Висенте Сото - Три песеты прошлого
-А вот ты, ты ведь совсем живой, почему же ты этого не проделываешь?
Потом снова обратился к Вису:
— А что вы там пишете?
— Взгляните сами. "Кувшин”. И "ругательства”.
— "Ругательства”, — повторил старик.
— И вот еще: "сунул голову в кувшин”, "нет у меня тени”…
Тут зазвонил телефон, как он у них пронзительно звонит, знакомец снял трубку.
— Слушаю. Да. Это вас, — и передал трубку Вису.
— Слушаю.
— Как дела?
— Ничего…
— Ты еще выпил?
— Немного.
— Bufaretto?
— Нет, ну самую малость.
— Absolutely[60] bufaretto.
— Нет. Ну все.
— Когда вернешься?
— Не беспокойся.
— Не задерживайся долго. Я еще позвоню.
— Не надо. Я сам тебе позвоню.
— Ладно. Только не заставляй долго ждать.
— Хорошо.
— И не пей больше.
— Наоборот. Иначе никак.
— Молчи. Все, bye.
И Вис повесил трубку, знакомец и старик не обращали на него никакого внимания, они яростно наскакивали друг на друга, о чем-то спорили.
— Ты расскажи сеньору все, — сказал знакомец.
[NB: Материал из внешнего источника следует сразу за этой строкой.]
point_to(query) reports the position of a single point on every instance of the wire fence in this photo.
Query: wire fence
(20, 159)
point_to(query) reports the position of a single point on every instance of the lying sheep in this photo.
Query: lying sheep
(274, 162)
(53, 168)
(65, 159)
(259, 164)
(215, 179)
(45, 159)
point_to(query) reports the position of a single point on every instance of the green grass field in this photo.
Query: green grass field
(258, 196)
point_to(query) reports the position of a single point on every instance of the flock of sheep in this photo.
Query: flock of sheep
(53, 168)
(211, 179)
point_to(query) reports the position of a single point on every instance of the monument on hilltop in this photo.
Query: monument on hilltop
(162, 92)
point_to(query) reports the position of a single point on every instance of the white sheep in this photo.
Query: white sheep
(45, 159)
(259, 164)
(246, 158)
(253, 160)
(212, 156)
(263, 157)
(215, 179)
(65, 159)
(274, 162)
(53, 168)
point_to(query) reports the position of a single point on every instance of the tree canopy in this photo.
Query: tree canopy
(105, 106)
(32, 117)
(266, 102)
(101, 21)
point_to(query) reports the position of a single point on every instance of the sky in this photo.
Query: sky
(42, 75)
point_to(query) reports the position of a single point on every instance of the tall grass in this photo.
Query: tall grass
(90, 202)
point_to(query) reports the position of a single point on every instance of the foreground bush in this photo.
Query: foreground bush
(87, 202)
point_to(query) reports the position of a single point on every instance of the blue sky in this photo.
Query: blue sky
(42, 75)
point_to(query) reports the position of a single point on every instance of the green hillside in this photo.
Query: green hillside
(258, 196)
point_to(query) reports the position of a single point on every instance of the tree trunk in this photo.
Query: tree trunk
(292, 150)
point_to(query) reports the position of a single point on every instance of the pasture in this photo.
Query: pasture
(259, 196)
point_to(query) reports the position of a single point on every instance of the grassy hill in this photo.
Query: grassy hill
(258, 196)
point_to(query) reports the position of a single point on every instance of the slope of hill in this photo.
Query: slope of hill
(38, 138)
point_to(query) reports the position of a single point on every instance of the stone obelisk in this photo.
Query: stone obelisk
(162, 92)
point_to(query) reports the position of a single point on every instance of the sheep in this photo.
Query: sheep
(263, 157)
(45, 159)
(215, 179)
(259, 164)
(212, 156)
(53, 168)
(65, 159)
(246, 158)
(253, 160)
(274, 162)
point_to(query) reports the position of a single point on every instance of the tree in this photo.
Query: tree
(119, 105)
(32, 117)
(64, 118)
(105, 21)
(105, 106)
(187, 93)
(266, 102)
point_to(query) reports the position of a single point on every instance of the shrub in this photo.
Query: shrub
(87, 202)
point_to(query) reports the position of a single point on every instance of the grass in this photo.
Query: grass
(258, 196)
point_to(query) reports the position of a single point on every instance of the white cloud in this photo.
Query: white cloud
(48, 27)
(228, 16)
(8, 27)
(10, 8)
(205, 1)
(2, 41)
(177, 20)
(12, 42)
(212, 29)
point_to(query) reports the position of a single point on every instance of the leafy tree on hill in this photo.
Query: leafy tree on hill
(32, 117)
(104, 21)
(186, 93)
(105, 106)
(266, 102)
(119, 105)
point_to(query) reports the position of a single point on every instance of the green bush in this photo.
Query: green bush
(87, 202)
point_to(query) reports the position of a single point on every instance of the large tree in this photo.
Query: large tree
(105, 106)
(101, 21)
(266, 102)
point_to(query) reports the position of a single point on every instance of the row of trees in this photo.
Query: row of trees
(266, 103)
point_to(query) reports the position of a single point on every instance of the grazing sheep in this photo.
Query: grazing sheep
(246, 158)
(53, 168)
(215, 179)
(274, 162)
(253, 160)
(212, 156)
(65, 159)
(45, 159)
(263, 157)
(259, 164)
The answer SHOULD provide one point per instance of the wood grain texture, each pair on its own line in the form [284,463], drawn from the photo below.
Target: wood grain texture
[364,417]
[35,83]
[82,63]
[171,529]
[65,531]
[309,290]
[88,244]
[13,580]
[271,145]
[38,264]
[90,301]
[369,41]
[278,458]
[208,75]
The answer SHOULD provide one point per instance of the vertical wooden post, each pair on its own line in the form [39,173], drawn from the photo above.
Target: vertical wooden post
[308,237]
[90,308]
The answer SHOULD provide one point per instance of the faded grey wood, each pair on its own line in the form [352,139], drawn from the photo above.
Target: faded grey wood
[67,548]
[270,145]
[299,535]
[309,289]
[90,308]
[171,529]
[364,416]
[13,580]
— Зачем? — возразил старик.
— Расскажите мне все, — сказал Вис, — ведь я пришел сюда, не так ли?
И эта фраза, такая простая (Вис потом вспомнит ее дословно, и эта простота его поразит), которую Вис произнес, скрестив руки на груди, заставила старика умолкнуть, и он снова принялся ходить по комнате и наконец сказал:
— Я сижу здесь с тринадцатого сентября тридцать девятого. Сорок один год и три месяца. Почти. Без каких-то дней. С тех пор как добрался. Когда… На себя…
Он начал запинаться, воспоминания бередили ему душу, и Вису захотелось крикнуть: не рассказывайте ничего, — старик, возможно, догадался об этом по его невольному движению и продолжал уже спокойнее:
— На себя был не похож. После двух с лишним месяцев. В то время все считали меня мертвым, понимаете? Моя жена — первая. И вот он, ему тогда было всего… Ну, как сейчас внуку…
— Нет, годиком больше, — поправил знакомец.
— Годиком больше. Восемь, стало быть. Два месяца скитался в горах, подыхая с голоду, ясное дело…
Вис был взволнован тем, что рассказчик был тогда в таком состоянии, странное дело — взволнован, не слишком ли сильно сказано? Нет, именно так, лучше не скажешь. Вис встал и пошел к своей рюмке, но она была пуста, и тогда он попросил:
— Не нальете ли вы мне еще немного вина?
— Вина? — переспросил знакомец. — Может, виски?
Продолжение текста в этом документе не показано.